The fighting within the camp is the most serious Lebanon has seen since the end of the civil war in 1990. There is growing concern that the current situation could lead to destabilization in the 12 Palestinian camps in Lebanon, where approximately 400,000 Palestinians reside.

The Save the Children Alliance is calling for:

- Both sides to refrain from any means or methods of attack that cannot discriminate between military targets and civilians, particularly children.

- A safe passage that allows humanitarian agencies access to the camp and civilians to leave.

- The Lebanese authorities to work with the international community and the UN Relief and Works Agency (UNRWA) to improve overall living conditions in Palestinian refugee camps. This includes housing, infrastructure, health, education and employment opportunities, all of which have worsened as a result of the current outbreak of violence.

Background

Working closely with local partners, the Save the Children Alliance is working in Nahr al-Bared camp and other locations across Lebanon to improve the lives of children regardless of race, religion or gender.

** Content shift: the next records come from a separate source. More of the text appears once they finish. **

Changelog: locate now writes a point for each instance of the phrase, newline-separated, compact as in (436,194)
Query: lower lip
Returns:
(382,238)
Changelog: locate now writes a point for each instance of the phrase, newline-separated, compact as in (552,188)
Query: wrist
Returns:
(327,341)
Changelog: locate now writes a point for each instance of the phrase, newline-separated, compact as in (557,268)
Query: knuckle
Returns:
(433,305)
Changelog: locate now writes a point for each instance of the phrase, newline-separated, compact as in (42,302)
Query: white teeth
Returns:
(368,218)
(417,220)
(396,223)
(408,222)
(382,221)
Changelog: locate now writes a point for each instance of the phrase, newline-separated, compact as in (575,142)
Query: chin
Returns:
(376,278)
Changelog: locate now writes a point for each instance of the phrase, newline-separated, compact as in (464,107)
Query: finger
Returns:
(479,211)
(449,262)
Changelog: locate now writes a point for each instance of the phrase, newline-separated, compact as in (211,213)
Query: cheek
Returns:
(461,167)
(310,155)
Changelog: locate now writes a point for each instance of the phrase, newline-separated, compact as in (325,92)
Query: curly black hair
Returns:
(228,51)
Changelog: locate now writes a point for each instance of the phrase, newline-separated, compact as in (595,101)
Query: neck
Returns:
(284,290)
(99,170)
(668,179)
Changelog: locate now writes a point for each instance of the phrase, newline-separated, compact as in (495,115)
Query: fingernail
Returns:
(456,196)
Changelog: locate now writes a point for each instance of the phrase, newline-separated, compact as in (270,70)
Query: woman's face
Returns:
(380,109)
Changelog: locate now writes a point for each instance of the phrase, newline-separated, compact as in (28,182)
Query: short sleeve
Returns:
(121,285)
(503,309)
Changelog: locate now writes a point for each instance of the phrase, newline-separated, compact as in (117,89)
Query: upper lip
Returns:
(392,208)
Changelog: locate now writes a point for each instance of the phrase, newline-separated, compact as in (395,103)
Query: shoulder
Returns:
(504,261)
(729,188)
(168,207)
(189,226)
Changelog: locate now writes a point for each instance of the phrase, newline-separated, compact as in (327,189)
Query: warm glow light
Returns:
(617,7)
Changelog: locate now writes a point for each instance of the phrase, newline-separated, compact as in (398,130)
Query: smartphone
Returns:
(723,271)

The Red Cross established Nahr al-Bared in 1949 to accommodate refugees from northern Palestine following the creation of Israel. With roughly 30,000-35,000 residents, the camp has been run since 1950 by the UN Relief and Works Agency for Palestine Refugees in the Near East.

The living situation in the Lebanese camps presents significant challenges to the health and well-being of children and their families, and many children do not have access to basic education.

In Lebanon, most Palestinians in refugee camps cannot legally work, trapping at least 60 percent of them in poverty.

Palestinian children are effectively excluded from Lebanese public schools. Although UNRWA is required to provide Palestinian children with elementary and preparatory education, about 60 percent of the young adults (18-29 years of age) have not completed basic education at least in part because of the poor learning environment in the camps.

UNRWA relies on voluntary donations that are subject to cyclical uncertainties, hindering planning and delivery of services. Chronic under-funding has resulted in understaffing, overcrowded classrooms and clinics, and generally decaying infrastructure.

Even if UNRWA were fully funded, it would not meet all the Palestinians' needs. It does not, for example, offer comprehensive medical care; so certain medical operations are only available outside the camps and are effectively beyond the reach of Palestinians.

Many refugees and their children do not have adequate housing within the camps and often must contend with poor access to clean water, sanitation and electricity.